Printer Friendly

Sharpening of Directional Auditory Input in the Descending Octaval Nucleus of the Toadfish, Opsanus tau.

The investigation concerns the fate of acoustic directional encoding in the medulla of Opsanus tau. The descending octaval nucleus (DON) is the nucleus receiving the majority of auditory input from the saccule. Previous work has shown that saccular afferents encode directional auditory information that could be used to determine the location of a sound source (1, 2). Each saccular afferent projects to multiple sites along the rostral-caudal axis of the DON (3). Most saccular afferents show a cosinusoidal response pattern to motional stimuli in the horizontal and midsagittal planes (2). Recently, we reported that directional auditory responses were present in the DON (4). In this study, we examine directional response properties of cells in the DON that were sharpened compared to primary saccular afferents.

Prior to surgery, the toadfish was anesthetized lightly (3 aminobenzoic acid), and the tail muscles were paralyzed (pancuronium bromide).
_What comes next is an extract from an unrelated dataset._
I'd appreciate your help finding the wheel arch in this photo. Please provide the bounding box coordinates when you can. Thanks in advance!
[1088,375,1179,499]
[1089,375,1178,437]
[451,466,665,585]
The dorsal surface of the cranium was removed to expose the left lateral surface of the medulla between the posterior ramus of the eighth cranial nerve ([VIII.sub.p]) and cranial nerve IX, near the rostral and mid-region of the DON, respectively. The fish's head was secured in a circular dish (containing seawater) that is mounted on a three-dimensional shaker table described in detail elsewhere (2). Minishakers produced sinusoidal, translatory motion of the dish in the horizontal and mid-sagittal planes at 30 [degrees] intervals. This stimulus simulates the particle motion component of underwater sound.

Extracellular recordings were made using woodsmetal-filled electrodes (4, 5), with 10-12 [[micro]meter] tip diameters and NaCl-filled capillary tubes with 5-7 [[micro]meter] tips and resistances of 3-8 m[Omega]. These electrodes produced comparable data. A three-axis micromanipulator was used to position the electrode, and recording sites were documented by noting micromanipulator position during recording. Neurobiotin was injected (4% in 2M NaCl, 1900-2000 nA for 10-20 min) once per animal at an auditory site. This procedure helped document recording location for use in future neuroanatomical analyses.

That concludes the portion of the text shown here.